We witnessed our first shooting in the neighborhood today. Sara and I were down at the corner getting Italian ices. Suddenly I am aware of sirens. It’s a fairly commonplace sound around here, but this was different. There were a lot of sirens. We turn around to see police cars swarming on our block like hungry mosquitoes on a bag of blood. Two teenage kids come sprinting out from between two houses. One takes off up our street, the other crosses and heads between a couple houses to the next block. Within a minute or two, there were two or three dozen cop cars buzzing up and down the streets with sentinels at each intersection. Three have boxed in an green sedan, recently abandoned in favor of fleeing on foot.

We walked back down the block, eating our Italian ices. We stopped to ask Stacey, who was standing on her front porch with a furrowed brow, what had happened. She said she’d heard about six shots from a block or two west and immediately went inside. Policemen and squad cars continued combing the streets. She cautioned us to get back inside, and we heeded her warning.

As we were opening our front gate, a policeman walked past. He stared at us a moment, then asked incredulously, “You live there?” We told him we did, and he replied, “You’re brave souls.”

Sara and I went inside, pulled up the chairs to our front-row seats in the sun room, and tried to make sense of it all. We marveled at the speed at which an innumerable number of cop cars suddenly descended upon our neighborhood. We were also both troubled by our interaction with the officer.

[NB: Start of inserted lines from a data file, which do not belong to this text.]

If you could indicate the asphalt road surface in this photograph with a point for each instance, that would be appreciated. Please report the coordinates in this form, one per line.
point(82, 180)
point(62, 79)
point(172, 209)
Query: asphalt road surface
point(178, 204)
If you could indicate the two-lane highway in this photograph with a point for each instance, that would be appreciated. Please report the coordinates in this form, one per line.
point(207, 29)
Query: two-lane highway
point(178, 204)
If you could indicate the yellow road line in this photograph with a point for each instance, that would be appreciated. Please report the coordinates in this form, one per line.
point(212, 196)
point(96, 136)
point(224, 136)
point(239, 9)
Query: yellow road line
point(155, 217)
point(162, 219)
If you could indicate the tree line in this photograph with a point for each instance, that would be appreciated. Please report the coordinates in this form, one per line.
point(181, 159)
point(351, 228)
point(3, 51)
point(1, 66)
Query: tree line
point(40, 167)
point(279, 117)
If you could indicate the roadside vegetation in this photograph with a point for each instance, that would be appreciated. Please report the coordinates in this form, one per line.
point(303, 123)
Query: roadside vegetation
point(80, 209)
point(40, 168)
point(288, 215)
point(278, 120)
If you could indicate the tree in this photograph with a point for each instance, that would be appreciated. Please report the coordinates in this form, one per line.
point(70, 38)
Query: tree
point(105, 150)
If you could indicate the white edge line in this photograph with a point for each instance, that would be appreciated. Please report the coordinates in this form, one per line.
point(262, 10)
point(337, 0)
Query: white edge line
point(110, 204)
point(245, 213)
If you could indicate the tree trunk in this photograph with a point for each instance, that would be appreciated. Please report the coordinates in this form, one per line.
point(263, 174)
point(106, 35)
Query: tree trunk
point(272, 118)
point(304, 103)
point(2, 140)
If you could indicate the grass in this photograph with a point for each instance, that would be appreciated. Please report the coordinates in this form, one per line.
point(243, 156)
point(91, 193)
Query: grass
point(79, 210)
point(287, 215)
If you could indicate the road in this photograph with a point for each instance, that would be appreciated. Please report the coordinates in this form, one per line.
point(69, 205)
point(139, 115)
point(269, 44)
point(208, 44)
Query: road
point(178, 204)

He clearly singled us out because we were white. We’re brave souls for living here, he said. Why? What about the other hundreds of people in our neighborhood? Why are they not brave souls, too? Is it because they aren’t brave or because they don’t have souls?

I’ve heard people call what we are doing a number of things: really cool, crazy, dumb, admirable, reckless. We’re now adding “brave” to that list. We are not brave simply because we live in this neighborhood. The officer didn’t congratulate everyone he passed on being brave. He congratulated us because we were white. A black person living in a lower income neighborhood in Chicago is normal. A white person living there is brave.

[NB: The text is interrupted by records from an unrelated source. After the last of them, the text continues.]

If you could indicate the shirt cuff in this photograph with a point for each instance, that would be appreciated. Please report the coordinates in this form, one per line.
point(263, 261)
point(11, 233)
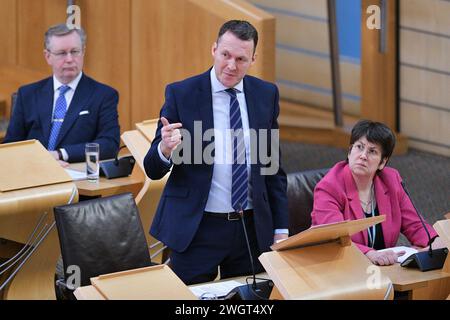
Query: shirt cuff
point(163, 157)
point(65, 155)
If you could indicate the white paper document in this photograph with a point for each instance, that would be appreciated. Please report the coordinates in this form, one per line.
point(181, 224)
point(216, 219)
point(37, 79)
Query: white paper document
point(76, 175)
point(408, 251)
point(214, 289)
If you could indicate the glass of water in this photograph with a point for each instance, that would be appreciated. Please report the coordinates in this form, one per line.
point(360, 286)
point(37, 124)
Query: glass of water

I guess more than anything else, my heart grieves over the incident. It only seems to reinforce what I have heard said, that racism didn’t die with the end of Civil Rights movement. It only changed form.

It is for reasons such as this that I am here.

Summer summation

Well, it’s been a big summer. I start my job next week, so let’s recap.

  • Wife and sister’s graduation
  • Quit my job
  • Got married
  • Honeymoon
  • Moved
  • Looked for a job
  • Worked a few freelance gigs
  • Got a job
  • Moved again
  • Sister got married
  • Wife started her job

Needless to say, it’s been busy. I’m looking forward to settling into a routine. And looking forward to Dave moving in at the end of the week.

AmeriCorp, AmeriCorp, God shed your grace on me

13.07.09 Davo 2 comments

Last week I officially accepted a year-long position through AmeriCorp’s VISTA program. I’ll be working with a program called Grandparents Raising Grandchildren here in Chicago. I’ll be interviewing five educational, self-help groups of grandparents. Then using my interviews and resources from the Institute on Aging, a team member and I will be creating a curriculum on how to raise grandchildren. Once the curriculum is completed, we will be using it to start 10-12 new educational self-help groups across the city.

Many “grandfamilies” exist because the parents are unable to care for their children due to problems with substance abuse, psychological illness or incarceration. According to my supervisor, families in this category are frequently low-income families… meaning I’ll be working a good deal on the South Side!

If all goes well (as my supervisor is optimistic it will), this curriculum will be adopted by the national agency which is funding my position and implemented nation-wide. This, obviously, would be a fantastic career opportunity.

So I’m excited about the possibility. Wifey and I will still be scraping together to get by, but at least I have a job now, and she’s got a solid internship that will eventually turn into one. So life is going decently well. I can’t wait to get started.